A família Gerônimo é acusada de atuar promovendo ameaças contra os comunitários. Em novembro do ano passado, quando a tensão entre os moradores e as empresas estava em alta, Leide Gerônimo publicou em um grupo de WhatsApp um vídeo, que logo em seguida foi apagado, de uma pessoa sendo esfaqueada e tendo a pele arrancada. Já os irmãos Wilton e Weldes Gerônimo, seriam responsáveis por facilitar as reuniões com representantes da Redda+.
Por sua vez, Bruno Tavares aparece como sócios das empresas envolvidas e seria o representante de empresários britânicos. Documentos de uma ação trabalhista movida na Justiça do Pará mostram que o verdadeiro proprietário seria Kevin Tremain, também dono da ADPML, uma das empresas envolvidas no escândalo de venda de créditos de carbono obtidos com documentação falsa de terras públicas no Marajó.
“A gente caiu numa armadilha. Só mudaram o nome da empresa. Foi aí que a gente entendeu que eles são os verdadeiros donos da Redda+”, lamenta outra pessoa das comunidades aliciadas.
Seriam sócios de Kevin Tremain, Andrew Harvey Fox e Tahsin Choudhury, que possuem outros negócios no ramo de carbono. Além disso, o endereço utilizado pela empresa de Tremain coincide com o endereço de seu pai, Kenneth Noye, figura conhecida na Inglaterra por envolvimento em um dos maiores roubos da história do país e pelo assassinato de um detetive que investigava o caso.

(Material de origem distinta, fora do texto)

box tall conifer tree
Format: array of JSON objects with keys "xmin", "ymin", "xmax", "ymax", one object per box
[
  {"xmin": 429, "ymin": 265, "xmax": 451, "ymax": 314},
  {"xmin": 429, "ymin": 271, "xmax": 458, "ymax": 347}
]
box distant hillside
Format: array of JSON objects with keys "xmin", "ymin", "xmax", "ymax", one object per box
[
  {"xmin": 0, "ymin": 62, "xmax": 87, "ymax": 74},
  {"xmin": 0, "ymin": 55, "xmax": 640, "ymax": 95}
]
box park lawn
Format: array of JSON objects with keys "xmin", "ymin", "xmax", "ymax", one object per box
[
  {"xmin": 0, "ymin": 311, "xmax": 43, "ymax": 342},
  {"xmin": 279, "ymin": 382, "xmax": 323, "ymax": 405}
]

Procurados pela equipe de reportagem, Bruno Tavares, Kevin Tremain, Andrew Harvey Fox, além de Leide Gerônimo e seus filhos, Weldes e Wilton não responderam. Tahsin Choudhury negou envolvimento com as empresas, apesar da existência de documentos e troca de mensagens que contrariam essa versão.
Justiça
Até o momento, apenas uma das comunidades, a Camutá do Pucuruí, conseguiu a Justiça o direito de romper com o contrato abusivo. A ação movida pela Procuradoria Geral do Estado foi negada, pois, segundo o juiz da causa, deveria ter sido movida pela associação de moradores.
Apesar dos problemas enfrentados, o mercado de carbono ainda é visto como uma oportunidade para garantir a sustentabilidade econômica na região.
“Hoje estamos livres no mercado. Por tudo aquilo que aconteceu, estamos estudando para ver a forma certa de fazer. Já fomos procurados por algumas empresas”, afirma, a José Cândido Gomes da Silva, conhecido como Mapará, presidente da Associação dos Trabalhadores Rurais do Camutá do Pucuruí.